Дань ненасытному времени (повесть, рассказы, очерки) - страница 21



Даже в этом сыром бараке у «Туза» всё самое лучшее: начиная с перстня – правда, серебряного – и кончая овчинным тулупом. У него, как у всех, одна мечта – побыстрее отбыть срок и предаться прежней жизни, легко делая деньги. Он не унывает, потому что верен себе.

Он не только горд, самоуверен – где-то в нём проявляется и «благородство». К тому же и манеры у него «аристократические», и речь – хоть и не терпящая возражений, но мягкая. Он никогда не выражается, не употребляет в словесных излияниях площадную брань, даже когда бывает «на взводе».

С ним считаются не только «урки», но к нему хорошо относится даже лагерное начальство – потому что он аферист, которого нельзя сравнить даже с блатным авторитетом.

К счастью, упрашивать «Туза» не пришлось.

Я подошёл к нему и стал говорить: – так, мол, и так, пропадёт хороший человек из-за физической слабости, помоги, мол, устроить его кухонным рабочим.

«Туз» подумал с минутку и ответил: – не обещаю, но постараюсь для тебя, как для земляка.

И постарался. Через несколько дней мой Ванюша чистил картофель и драил полы в столовой и в подсобках.

Жить нам стало значительно легче. Иван Семёнович ухитрялся приносить несколько варёных картофелин или кусок лепешки, испечённой с пшённой крупы.

Иван Семёнович, как уже говорил, по натуре был не только общительным, но и очень любопытным человеком.

По вечерам он иногда присаживался к группе играющих в самодельные карты и мог часами наблюдать за их игрой, слушая споры, а иногда, в спорных случаях, выступал у них в роли арбитра, и это у него получалось. С его мнением считались, потому что оно было объективным.

Побывав в обществе урок, он непременно производил записи на полосках газетной бумаги огрызком карандаша.

Ты что это, друг, для будущих сочинений пометки делаешь? – спрашивал я.

– Да нет, – отвечал Иван Семёнович, – это я записываю жаргон, неологизмы. Вот, например: «толкать порожняк», «скачуха», «фуфлыжник», «мастырка», «баландер» – целый словарь можно составить. Дело стоящее!

– Да, конечно – может, после отбытия срока пополнишь толковый словарь Даля, – шутил я.

Но моего доброго повара «Туза» вскоре куда-то перевели и нам опять стало очень трудно.


В один из ненастных апрельских дней Иван Семёнович сильно простудился и слёг. Всю ночь он метался в жару, а я, сидя рядом, без конца прикладывал холодный компресс к его горячему лбу. Утром его поместили в лазарет.

Рано утром до начала работы и поздно вечером после окончания трудового дня я спешил к нему. Засиживался до полуночи, исполняя роль сиделки.

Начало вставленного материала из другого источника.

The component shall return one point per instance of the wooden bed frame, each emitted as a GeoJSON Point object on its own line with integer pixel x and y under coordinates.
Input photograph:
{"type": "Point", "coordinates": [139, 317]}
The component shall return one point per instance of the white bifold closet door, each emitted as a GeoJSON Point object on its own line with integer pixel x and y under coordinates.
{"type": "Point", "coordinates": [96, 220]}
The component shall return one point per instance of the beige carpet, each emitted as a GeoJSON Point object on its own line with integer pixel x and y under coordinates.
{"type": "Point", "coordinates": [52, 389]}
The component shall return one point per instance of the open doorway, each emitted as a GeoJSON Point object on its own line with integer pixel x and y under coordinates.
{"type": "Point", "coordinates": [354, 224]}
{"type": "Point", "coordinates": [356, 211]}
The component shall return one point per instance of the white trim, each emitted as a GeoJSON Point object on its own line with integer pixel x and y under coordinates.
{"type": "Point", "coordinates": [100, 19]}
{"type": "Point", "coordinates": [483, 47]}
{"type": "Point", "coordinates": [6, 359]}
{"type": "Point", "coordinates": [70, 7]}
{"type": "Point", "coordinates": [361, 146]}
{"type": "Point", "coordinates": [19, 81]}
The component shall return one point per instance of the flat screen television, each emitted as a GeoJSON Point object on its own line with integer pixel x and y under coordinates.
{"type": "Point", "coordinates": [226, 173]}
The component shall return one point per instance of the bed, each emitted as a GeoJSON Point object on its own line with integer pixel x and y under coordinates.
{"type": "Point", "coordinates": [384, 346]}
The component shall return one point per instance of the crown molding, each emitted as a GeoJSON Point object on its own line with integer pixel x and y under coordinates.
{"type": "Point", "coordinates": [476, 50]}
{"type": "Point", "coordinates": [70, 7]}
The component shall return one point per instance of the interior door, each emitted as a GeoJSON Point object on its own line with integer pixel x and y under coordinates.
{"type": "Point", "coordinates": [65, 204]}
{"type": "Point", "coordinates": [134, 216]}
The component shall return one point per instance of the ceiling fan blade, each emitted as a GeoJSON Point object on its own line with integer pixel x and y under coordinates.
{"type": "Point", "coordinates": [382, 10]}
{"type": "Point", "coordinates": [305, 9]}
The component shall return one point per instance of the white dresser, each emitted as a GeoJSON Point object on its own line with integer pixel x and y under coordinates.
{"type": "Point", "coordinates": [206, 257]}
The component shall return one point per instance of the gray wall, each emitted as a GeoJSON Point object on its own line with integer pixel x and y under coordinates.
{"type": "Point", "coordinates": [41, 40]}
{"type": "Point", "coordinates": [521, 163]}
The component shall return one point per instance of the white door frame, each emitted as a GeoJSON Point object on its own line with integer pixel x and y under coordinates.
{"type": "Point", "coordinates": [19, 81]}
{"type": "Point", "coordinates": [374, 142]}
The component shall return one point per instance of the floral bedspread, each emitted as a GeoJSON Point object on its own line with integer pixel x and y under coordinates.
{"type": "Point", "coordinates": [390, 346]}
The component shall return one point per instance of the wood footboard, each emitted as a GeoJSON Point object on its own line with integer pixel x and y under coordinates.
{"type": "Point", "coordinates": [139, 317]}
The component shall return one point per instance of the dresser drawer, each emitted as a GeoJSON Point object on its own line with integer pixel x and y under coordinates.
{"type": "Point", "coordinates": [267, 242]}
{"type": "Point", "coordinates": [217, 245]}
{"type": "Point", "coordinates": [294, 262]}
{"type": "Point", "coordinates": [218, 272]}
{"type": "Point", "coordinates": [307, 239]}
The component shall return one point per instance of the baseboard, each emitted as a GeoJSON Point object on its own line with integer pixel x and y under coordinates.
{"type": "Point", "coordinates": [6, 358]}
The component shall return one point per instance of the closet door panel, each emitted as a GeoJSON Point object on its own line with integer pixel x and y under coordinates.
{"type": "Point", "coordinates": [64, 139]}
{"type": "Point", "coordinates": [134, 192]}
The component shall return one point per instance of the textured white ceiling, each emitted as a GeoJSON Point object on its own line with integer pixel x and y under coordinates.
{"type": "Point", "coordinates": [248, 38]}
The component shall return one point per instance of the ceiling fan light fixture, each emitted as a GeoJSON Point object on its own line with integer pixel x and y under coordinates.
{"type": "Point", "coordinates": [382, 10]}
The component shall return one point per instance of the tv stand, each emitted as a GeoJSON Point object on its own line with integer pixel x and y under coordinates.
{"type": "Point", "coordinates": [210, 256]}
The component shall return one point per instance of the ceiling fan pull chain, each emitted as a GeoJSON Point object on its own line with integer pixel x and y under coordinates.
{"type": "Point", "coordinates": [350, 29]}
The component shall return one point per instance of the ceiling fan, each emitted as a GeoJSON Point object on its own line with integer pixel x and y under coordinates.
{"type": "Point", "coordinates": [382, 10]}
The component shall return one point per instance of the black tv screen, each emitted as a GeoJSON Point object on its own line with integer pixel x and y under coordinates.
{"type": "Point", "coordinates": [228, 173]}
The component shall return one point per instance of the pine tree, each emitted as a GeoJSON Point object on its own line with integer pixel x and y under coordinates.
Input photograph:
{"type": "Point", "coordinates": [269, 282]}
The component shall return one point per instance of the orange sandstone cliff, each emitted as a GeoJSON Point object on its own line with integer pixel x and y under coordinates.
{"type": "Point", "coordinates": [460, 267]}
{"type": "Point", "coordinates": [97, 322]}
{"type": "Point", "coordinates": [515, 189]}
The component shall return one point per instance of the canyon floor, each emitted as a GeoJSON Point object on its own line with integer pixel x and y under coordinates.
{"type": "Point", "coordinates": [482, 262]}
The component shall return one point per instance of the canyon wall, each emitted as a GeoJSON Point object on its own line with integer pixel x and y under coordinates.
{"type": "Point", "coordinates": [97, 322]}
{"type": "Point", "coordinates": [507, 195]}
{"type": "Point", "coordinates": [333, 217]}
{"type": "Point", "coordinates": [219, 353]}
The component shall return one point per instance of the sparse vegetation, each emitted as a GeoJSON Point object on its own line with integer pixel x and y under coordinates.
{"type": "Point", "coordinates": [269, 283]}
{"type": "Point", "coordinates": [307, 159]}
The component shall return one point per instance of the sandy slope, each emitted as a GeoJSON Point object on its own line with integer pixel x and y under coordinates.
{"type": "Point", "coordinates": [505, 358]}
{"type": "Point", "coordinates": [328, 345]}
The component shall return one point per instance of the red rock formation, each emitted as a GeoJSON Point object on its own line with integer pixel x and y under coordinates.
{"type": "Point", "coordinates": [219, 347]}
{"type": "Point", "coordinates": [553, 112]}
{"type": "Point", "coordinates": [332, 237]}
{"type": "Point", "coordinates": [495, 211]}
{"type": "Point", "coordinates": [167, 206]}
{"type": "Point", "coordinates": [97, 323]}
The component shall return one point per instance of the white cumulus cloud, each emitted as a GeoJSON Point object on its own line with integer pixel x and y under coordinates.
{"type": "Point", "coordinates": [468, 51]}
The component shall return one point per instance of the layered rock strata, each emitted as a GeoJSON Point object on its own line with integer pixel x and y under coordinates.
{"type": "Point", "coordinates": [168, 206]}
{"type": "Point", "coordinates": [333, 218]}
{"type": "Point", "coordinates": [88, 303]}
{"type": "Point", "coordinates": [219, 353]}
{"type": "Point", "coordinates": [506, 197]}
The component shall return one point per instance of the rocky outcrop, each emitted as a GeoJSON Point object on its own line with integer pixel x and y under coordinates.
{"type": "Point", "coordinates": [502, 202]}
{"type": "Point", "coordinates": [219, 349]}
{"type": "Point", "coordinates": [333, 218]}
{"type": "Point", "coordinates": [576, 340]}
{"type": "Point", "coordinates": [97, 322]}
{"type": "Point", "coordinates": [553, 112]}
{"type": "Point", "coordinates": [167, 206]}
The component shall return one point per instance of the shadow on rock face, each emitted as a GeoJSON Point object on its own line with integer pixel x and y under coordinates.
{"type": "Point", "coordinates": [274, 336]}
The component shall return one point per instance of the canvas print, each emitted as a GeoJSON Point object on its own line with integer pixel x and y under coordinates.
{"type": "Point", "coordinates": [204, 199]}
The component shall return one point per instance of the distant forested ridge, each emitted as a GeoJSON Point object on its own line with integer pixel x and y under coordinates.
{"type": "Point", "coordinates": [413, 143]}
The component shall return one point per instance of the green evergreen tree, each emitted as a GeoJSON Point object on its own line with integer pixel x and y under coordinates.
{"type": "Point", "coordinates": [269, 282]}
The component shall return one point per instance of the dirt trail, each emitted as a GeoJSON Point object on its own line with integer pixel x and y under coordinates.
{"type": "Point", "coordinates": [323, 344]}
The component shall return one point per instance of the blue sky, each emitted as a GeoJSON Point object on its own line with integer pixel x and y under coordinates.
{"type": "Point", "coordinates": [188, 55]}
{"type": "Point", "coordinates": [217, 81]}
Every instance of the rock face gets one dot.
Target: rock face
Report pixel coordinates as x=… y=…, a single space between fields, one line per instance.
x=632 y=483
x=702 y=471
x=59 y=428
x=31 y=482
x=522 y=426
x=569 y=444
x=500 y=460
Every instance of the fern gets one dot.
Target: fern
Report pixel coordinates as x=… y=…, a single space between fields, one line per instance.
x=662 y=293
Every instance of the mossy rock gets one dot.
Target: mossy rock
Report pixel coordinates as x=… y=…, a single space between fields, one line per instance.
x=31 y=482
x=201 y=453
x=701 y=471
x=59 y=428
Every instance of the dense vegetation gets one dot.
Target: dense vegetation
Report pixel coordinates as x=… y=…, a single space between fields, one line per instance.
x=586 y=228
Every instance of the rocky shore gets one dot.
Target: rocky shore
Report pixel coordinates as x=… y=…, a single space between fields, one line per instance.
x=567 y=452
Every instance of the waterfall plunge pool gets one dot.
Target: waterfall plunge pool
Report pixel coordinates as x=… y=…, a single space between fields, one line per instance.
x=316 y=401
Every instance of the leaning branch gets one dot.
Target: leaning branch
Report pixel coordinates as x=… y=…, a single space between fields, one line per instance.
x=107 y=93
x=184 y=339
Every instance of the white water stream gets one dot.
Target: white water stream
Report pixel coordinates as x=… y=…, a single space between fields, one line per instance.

Каждый раз, как только я появлялся, страдальческое выражение лица Ивана Семёновича освещалось лёгкой улыбкой, и он протягивал мне маленькую, словно вылепленную из воска, бледную руку. Видимо, с моим появлением в его душу вселялась надежда, и он возбуждённо начинал говорить, говорить о том, что теперь осталось совсем немного до конечного звонка, что скоро мы вместе покинем лагерь, я вернусь к своим, а он – к старушке-матери, а потом будем ездить друг к другу в гости. Я – к нему на Дон, а он – на Кавказ, где мы, как две вольные птицы, будем ловить рыбу и охотиться.

И даже будучи в тяжёлом состоянии, он находил в себе силы, чтобы забавлять меня импровизированным спектаклем или смешной историей. Я всяко старался поддержать в нём дух и надежду на выздоровление.

Но злому року угодно было распорядиться иначе. В ту последнюю ночь он попросил меня не уходить. С разрешения дежурного фельдшера, который сказал, что он – безнадёжный, я остался.